2018-07-16 06:05:29 更新

概要

ある日鎮守府に届いた次回演習相手の報告書。 そこに記されていた相手は、以前から注目していた提督だった。
実力未知数の相手との演習に、提督と艦娘達の士気が高揚していく。


前書き

どうも!御無沙汰してます、柔時雨です。

前回の後書きで扶桑さんと祥鳳さんの話を優先すると言ったな?あれは嘘だ。……というほどではありませんが

ちょっと書きたいお話がありましたので、そちらを優先させていただきました。

今回は前書きではあまり語らず、後書きで纏めて語らせてもらうつもりです。

それでは!作品のタイトルで察してくださった方も、そうでない方も、純粋に興味を持って覗きに来てくださった方も
ゆっくりしていってくださいね。


鎮守府 ・ 執務室。


那智 「旦那様。今度の演習のお相手さんの報告書が届いたぞ。」


提督 「ん。ありがとう。」



俺は那智から書類を受け取り、ザッと目を通して……そっと資料を机の上に置いて一言。



提督 「……マジかぁ。

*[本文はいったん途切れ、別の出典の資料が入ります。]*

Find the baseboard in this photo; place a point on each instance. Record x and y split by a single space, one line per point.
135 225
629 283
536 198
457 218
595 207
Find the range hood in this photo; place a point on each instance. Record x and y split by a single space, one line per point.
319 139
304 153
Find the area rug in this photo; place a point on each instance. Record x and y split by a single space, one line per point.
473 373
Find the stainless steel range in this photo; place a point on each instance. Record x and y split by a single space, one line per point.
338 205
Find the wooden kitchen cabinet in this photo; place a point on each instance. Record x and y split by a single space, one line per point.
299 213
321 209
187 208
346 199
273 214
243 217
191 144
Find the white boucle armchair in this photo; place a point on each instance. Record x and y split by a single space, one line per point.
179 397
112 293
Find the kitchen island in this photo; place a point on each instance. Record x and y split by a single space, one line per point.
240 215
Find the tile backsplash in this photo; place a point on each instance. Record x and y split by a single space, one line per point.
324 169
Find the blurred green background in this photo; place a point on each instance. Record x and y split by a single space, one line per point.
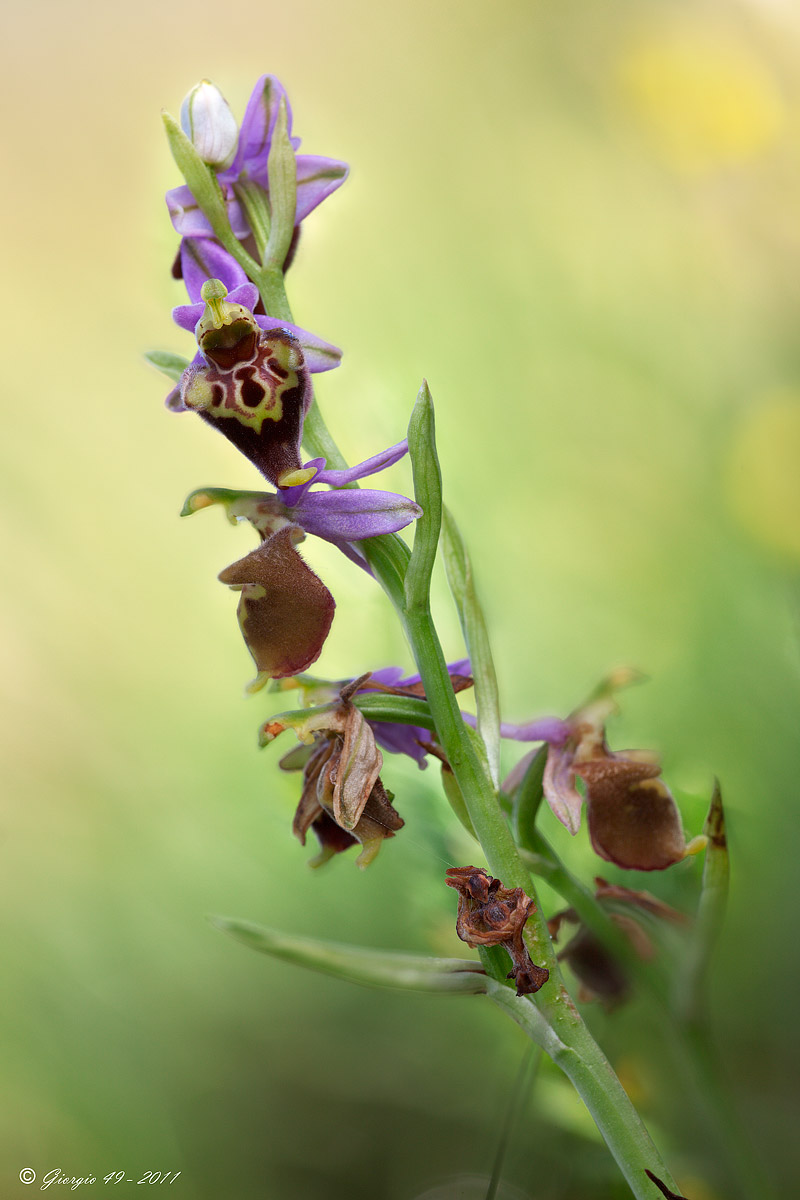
582 223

」


那智 「どうしたのだ?旦那様。」


提督 「那智……蒼龍と大和の件で本部に行った時、俺が最近注目してる提督さんが居るって話したの……覚えてるか?」


那智 「あぁ。確か、CQC鎮守府とか言っていたな。………まさか。」


提督 「察しが良いな。どうやらそちらさんと演習することになりそうだ。」


那智 「ふむ……旦那様が一目置く鎮守府の提督殿の艦隊との演習か……腕が鳴るな。」


提督 「おそらく十中八九……いや、100% 武蔵は来る!残りは5人を導入してフル編成してくるのか、ウチに合わせてくれるのかは判らんが……とにかく油断できない相手であることは間違いない。ウチもできる限り戦力を整えておかないと……」


扶桑 「失礼します。提督、ただいま出撃から帰投しました。」



扉を開け、執務室に中破した扶桑が入って来た。



提督 「お……おぅ……相変わらず、派手にやっちまったな。」


那智 「事前の入電では磯風も祥鳳も小破してしまったそうだな。しかし、海域は無事に突破してくれたのだろう?」


提督 「本当によく頑張ってくれた。ありがとう、扶桑も早く入渠してくるといい。」ニコッ


扶桑 「はい。では、失礼しますね。」ニコッ


提督 「…………あっ!ちょっと待ってくれ!扶桑、お前……今、練度幾つだ?」


扶桑 「え?えっと……今回の出撃でちょうど80になりました。」


提督 「そっか……なら、いよいよコイツが使えるワケだ。」つ 扶桑改二設計図


扶桑 「!」


提督 「扶桑。バケツを使うことになるが……入渠が終わったら、そのまま工廠へ直行してくれないか?この設計図は後で俺から妖精さんに渡しておくから。」


扶桑 「はい!」


那智 「旦那様。忘れているようだが、磯風の練度もとっくに68になっているぞ。彼女の乙改への強化もいつでもできる状態だ。」


提督 「そうだったのか。じゃあ、扶桑。磯風にも入渠が終わったら工廠へ直行するよう伝えてくれないか?そっちの申請書も一緒に持って行っておくから。」


扶桑 「承知しました。では、後程またこちらに顔を出させてもらいますね。」ニコッ


提督 「あぁ。那智……俺は工廠へ行くから、お前は入渠ドックでバケツを3つ投与してやってくれないか?」


那智 「うむ。承知した。」ニコッ



~ 数十分後 ~



鎮守府 ・ 執務室


祥鳳 「うぅ……那智さんも磯風ちゃんも、扶桑さんも……更なる強化、いいなぁ……」不貞腐れぇ


提督 「まぁ、こればっかりは順番としか……大丈夫!祥鳳の更なる強化が報告された時は、早急に手配してやるから。」ナデナデ


祥鳳 「ぁん……提督……はい!絶対ですよ?約束ですからね!」/////


那智 「まぁ、今でも祥鳳には随分世話になっているからな。これからも頼りにしているぞ。」ニコッ


祥鳳 「那智さん……はい!ありがとうございます!」ニコッ


磯風 「司令。私と扶桑さんの改造が終わったので報告に来た。入っても良いだろうか?」


提督 「おっ……来たな。いいぞ、入ってくれ。」



中に入る許可を出した直後、執務室の扉がゆっくりと開き……無事に更なる改造を遂げた磯風と扶桑が入って来た。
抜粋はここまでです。